A nanotechnologist and a social scientist walk into MIT MechE….
Finding my place in the MechE department without a technical background
“What’s your name?” “Where are you from?” “What’s your research area?” These are, without fail, the first three questions exchanged between MIT Mechanical Engineering grad students who are meeting for the first time. I quickly learned this convention after spending just a few minutes at department orientation events when I first got to campus in the fall of 2021. The third question, “What’s your research area?”, made me immediately feel uneasy. My classmates’ answers ranged from nanomanufacturing to underwater robots, cell-cell interface mechanics, and microfluidic diagnostics. One of my now friends in the department works on “levitated magnetic reaction spheres for spacecraft orientation control.” I only had a vague idea of what these topics entailed, much less understood the cutting-edge research that my classmates were performing.
Before graduate school, I received my undergraduate degree in Mechanical Engineering, with a focus in design. I worked for three years in a human-computer interaction lab in the Information Sciences and Technology Department at Penn State University, my undergraduate institution. At the human-computer interaction lab, my projects focused on hardware design and development, but I was not the person working directly with the breadboard (aka the computer hardware). Instead, I was the person conducting and analyzing interviews, trying to figure out what to build, what kinds of concepts could effectively meet people’s needs, rather than how to build the hardware. My contributions were more descriptive and anthropological than technical. I loved getting inside people’s minds to inform the later engineering steps, and I focused on this kind of qualitative study of people, their behaviors, and their latent needs over my thermodynamics and fluid mechanics coursework. Even though my work was much more qualitative, I considered myself a designer, and as such, aspired to go to the best graduate school for design in the world—MIT.
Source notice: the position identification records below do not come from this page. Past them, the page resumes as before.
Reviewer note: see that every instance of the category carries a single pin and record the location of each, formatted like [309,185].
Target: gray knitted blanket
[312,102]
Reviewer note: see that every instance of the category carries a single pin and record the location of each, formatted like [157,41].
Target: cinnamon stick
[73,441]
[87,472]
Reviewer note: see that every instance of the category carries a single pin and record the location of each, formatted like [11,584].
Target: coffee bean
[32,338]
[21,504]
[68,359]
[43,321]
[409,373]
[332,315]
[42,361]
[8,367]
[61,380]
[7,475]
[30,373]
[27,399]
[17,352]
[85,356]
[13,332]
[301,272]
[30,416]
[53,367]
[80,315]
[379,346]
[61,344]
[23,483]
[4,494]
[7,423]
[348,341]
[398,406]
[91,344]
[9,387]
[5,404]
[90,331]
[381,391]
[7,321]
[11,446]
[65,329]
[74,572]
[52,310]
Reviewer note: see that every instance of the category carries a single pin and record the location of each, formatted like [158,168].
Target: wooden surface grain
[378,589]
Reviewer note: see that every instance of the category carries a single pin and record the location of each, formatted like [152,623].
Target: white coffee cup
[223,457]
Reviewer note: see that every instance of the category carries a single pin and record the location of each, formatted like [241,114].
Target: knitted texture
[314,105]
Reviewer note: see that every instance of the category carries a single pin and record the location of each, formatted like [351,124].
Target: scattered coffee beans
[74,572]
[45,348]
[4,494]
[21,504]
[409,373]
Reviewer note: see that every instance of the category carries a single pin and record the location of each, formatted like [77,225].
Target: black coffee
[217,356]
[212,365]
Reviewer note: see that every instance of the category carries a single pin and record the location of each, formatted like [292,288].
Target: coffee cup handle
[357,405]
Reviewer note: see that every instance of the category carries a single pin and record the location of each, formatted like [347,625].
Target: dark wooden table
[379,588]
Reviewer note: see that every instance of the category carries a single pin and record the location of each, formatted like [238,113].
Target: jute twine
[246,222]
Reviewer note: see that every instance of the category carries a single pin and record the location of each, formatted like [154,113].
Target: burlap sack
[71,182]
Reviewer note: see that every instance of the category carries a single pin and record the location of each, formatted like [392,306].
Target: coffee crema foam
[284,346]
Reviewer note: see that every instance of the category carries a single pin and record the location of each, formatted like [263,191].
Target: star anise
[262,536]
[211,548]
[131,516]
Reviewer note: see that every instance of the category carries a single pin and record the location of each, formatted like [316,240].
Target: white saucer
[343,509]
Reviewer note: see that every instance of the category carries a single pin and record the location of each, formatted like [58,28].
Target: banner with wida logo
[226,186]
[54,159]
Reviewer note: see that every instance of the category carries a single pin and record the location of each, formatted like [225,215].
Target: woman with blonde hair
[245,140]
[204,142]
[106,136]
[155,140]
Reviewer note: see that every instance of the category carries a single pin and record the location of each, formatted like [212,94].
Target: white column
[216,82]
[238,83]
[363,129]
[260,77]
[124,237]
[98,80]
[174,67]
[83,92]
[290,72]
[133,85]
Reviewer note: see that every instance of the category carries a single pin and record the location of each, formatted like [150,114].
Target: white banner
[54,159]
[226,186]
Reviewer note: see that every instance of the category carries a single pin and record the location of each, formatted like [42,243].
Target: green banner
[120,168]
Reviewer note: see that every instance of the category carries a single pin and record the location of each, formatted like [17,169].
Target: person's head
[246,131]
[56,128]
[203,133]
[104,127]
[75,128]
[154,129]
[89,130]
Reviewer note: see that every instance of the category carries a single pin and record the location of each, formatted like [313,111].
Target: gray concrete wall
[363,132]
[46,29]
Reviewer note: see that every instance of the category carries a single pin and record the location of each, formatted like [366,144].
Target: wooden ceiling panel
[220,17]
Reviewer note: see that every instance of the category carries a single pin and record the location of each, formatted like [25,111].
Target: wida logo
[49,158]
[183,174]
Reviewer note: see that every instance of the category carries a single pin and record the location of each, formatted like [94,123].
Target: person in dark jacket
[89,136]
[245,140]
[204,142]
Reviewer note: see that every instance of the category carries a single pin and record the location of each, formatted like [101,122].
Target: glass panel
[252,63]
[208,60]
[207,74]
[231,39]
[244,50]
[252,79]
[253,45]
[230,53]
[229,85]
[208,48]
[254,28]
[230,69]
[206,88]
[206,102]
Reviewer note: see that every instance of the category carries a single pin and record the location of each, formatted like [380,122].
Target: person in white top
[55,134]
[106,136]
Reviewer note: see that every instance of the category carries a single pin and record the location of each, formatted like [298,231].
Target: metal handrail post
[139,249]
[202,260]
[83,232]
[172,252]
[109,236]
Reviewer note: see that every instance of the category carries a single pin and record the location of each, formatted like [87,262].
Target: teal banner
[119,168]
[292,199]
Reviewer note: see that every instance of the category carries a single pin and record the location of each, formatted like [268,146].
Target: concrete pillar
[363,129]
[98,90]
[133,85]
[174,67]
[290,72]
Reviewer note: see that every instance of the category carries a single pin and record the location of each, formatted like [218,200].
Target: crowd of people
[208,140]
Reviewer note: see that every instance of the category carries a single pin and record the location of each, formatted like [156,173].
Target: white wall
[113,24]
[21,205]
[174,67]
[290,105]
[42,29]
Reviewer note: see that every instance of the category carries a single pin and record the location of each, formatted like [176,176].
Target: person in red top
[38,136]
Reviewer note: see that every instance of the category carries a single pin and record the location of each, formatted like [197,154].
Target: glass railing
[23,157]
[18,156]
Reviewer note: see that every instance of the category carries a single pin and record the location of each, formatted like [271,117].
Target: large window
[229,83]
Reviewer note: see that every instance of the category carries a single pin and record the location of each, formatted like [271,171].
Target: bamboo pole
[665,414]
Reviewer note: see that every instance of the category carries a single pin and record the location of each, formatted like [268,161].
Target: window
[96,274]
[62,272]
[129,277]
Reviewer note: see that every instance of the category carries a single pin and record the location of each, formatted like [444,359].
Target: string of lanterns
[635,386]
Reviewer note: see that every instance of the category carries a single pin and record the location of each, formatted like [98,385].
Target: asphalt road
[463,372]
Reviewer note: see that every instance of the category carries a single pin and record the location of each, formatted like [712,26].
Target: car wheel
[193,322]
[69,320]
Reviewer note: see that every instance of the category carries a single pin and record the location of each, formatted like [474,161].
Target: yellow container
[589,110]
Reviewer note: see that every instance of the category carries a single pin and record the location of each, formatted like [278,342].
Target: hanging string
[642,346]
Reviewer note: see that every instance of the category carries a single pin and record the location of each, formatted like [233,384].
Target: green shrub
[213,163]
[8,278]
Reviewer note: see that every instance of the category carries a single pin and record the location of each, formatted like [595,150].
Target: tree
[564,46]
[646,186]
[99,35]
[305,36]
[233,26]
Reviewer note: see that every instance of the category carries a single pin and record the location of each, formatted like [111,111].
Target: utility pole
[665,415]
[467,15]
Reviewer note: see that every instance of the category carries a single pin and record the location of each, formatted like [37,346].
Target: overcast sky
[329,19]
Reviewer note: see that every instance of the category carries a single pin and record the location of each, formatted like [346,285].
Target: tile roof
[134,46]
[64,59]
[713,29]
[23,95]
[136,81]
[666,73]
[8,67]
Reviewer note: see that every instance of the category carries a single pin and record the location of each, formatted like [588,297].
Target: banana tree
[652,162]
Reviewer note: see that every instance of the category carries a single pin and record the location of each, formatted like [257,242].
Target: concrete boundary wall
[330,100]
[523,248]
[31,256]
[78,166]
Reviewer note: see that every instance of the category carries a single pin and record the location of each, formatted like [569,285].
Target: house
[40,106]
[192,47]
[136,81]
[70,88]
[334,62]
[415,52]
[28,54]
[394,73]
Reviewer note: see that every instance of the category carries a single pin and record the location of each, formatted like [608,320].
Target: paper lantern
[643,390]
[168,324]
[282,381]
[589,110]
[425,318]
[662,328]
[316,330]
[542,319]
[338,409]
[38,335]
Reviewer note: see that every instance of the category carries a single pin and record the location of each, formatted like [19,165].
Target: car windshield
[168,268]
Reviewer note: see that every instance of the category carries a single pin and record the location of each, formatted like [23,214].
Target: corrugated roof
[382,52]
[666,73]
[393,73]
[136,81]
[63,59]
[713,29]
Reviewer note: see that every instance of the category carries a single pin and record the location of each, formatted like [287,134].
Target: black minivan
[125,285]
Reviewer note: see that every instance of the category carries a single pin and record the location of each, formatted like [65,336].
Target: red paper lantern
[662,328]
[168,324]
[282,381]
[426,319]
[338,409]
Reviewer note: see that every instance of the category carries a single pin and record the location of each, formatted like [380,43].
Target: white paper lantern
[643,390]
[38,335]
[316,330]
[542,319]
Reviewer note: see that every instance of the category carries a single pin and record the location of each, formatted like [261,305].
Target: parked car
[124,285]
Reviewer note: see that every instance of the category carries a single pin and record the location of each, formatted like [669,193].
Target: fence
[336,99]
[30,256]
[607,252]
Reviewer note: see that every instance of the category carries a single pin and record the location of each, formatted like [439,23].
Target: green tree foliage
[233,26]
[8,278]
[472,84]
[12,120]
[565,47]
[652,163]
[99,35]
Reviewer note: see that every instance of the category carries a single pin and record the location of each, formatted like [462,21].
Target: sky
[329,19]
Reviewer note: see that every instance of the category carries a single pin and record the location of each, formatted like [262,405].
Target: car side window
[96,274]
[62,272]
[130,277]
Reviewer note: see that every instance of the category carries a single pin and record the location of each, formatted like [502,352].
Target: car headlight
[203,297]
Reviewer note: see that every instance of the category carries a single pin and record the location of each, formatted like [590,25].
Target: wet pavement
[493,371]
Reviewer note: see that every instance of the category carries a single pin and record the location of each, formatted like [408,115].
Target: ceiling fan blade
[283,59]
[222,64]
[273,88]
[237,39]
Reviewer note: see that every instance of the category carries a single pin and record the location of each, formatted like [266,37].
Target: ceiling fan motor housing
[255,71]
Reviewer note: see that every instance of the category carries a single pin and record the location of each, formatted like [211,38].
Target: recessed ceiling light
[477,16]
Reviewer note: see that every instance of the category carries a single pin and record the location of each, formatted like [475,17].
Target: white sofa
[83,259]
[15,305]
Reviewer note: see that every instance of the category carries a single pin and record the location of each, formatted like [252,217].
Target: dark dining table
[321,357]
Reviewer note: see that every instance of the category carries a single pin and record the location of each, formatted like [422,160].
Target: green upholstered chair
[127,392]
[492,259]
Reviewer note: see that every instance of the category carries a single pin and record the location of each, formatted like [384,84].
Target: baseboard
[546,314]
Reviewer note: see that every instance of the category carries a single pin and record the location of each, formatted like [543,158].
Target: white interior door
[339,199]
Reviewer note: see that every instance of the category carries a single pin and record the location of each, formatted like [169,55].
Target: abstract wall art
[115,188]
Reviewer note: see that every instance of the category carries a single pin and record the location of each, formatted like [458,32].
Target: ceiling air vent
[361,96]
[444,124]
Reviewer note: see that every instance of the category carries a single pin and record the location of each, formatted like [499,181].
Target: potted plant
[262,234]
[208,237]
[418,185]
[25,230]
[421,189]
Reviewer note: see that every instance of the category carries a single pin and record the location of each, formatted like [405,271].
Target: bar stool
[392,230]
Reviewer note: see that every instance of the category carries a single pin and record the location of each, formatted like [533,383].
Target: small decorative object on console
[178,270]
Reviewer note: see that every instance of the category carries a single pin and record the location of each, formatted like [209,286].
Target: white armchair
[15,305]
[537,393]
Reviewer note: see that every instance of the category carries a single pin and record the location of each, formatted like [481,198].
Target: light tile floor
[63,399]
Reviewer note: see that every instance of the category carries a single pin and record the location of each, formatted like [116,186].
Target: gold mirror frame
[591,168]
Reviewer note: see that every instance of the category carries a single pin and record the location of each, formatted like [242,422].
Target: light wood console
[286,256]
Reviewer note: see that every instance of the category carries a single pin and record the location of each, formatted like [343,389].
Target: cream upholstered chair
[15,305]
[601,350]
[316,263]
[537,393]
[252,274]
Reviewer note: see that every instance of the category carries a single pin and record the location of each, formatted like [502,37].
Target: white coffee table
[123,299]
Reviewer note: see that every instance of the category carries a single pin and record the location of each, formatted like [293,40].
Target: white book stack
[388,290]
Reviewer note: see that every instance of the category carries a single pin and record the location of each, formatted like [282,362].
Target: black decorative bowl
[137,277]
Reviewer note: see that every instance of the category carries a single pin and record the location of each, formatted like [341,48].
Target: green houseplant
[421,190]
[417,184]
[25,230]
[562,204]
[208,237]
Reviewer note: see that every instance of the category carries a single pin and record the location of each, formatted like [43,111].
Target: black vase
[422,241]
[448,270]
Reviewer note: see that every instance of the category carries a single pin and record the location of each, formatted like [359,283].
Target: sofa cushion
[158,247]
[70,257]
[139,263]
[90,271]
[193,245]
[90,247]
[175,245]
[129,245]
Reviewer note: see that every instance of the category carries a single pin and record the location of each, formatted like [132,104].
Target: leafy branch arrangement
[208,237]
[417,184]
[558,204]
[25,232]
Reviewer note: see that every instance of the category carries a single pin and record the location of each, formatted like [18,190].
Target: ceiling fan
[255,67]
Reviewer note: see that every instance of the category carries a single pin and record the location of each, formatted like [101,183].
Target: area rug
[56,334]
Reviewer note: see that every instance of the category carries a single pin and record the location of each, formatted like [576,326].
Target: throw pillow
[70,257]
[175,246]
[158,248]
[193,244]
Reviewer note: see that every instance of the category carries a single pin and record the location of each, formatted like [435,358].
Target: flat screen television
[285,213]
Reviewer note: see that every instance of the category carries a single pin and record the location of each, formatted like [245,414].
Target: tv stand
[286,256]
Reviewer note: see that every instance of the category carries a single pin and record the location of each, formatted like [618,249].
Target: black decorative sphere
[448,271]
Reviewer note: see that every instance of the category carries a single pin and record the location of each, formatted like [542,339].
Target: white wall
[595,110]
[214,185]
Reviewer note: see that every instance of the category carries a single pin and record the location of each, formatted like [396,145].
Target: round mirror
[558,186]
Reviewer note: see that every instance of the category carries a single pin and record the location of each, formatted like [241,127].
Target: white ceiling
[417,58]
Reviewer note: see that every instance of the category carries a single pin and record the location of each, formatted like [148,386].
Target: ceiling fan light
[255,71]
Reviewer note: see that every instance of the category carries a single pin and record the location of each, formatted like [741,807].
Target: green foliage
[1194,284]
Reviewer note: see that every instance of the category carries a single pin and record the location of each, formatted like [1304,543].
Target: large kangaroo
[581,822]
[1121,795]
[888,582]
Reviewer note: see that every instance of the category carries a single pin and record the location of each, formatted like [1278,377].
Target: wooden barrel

When I arrived at MIT, I developed a project examining the sociocultural, economic, and medical ecosystems of developing countries to identify opportunities to improve diabetes care. As one could predict, this was not a particularly mechanical pursuit. I unsurprisingly felt out of place among my cohort where many were studying nanomanufacturing and building robots for the ocean. In one lab, I even watched an undergraduate masterfully operate an injection molding machine, a piece of manufacturing equipment I had never seen before and couldn’t even identify. I soon signed up for 2.670: Mechanical Engineering Tools, an undergraduate class, to learn to use lathes and milling machines, which provided a modest confidence boost. Still, I questioned whether I belonged in the department, whether I would be able to pass the Mechanical Engineering PhD qualifying exams, and whether I would be as successful in graduate school and in my career as my peers.
As the semester went on, I learned more about other students’ projects, especially those of my lab mates, who gave me updates on their work at our weekly lab meetings. One of my lab mates, who is imaging and identifying microorganisms in sea water to protect seaweed farms from destructive species, has developed an amazing underwater microscope. However, when I asked her about whether she had been working with the farmers she sought to help to determine how they might use such a tool and how it could effectively convey to them the important information the device was capturing, considerations critical to the successful deployment of the device, she admitted that she had been focused on the technology.
I started to notice this theme in many of the labs around the department—brilliant scientists and engineers inventing groundbreaking technologies but lacking many plans about how to get them into the hands of users and to create their intended impact. I saw the need for the humanistic side of design, the anthropology and behavioral economics, in numerous projects across all research areas in the department, and I realized that my unique skillset does belong here. In fact, it is needed here, as this side of engineering is often forgotten.
While I am actively working to improve my technical skills and expand my horizons, I now feel at home in the Department of Mechanical Engineering, even without the technical background and focus that almost all of my cohort has. I am also embracing the interdisciplinarity that MIT offers, taking classes outside of the department and writing a paper with two economics students for a global health journal. (Here, it helps to have a supportive and open-minded advisor.) It was certainly intimidating to start at MIT with less technical experience and interests, but if there’s one thing I’ve learned from talking to students in my own and more senior cohorts, it’s that everyone is intimidated by something at MIT. And even though I, a social scientist, don’t understand all the nuances of nanotechnology, most nanotechnologists don’t fully understand what I do, either. All of us and none of us are imposters, and we are all here at MIT because each of us occupies an important niche, even if that niche feels untraditional.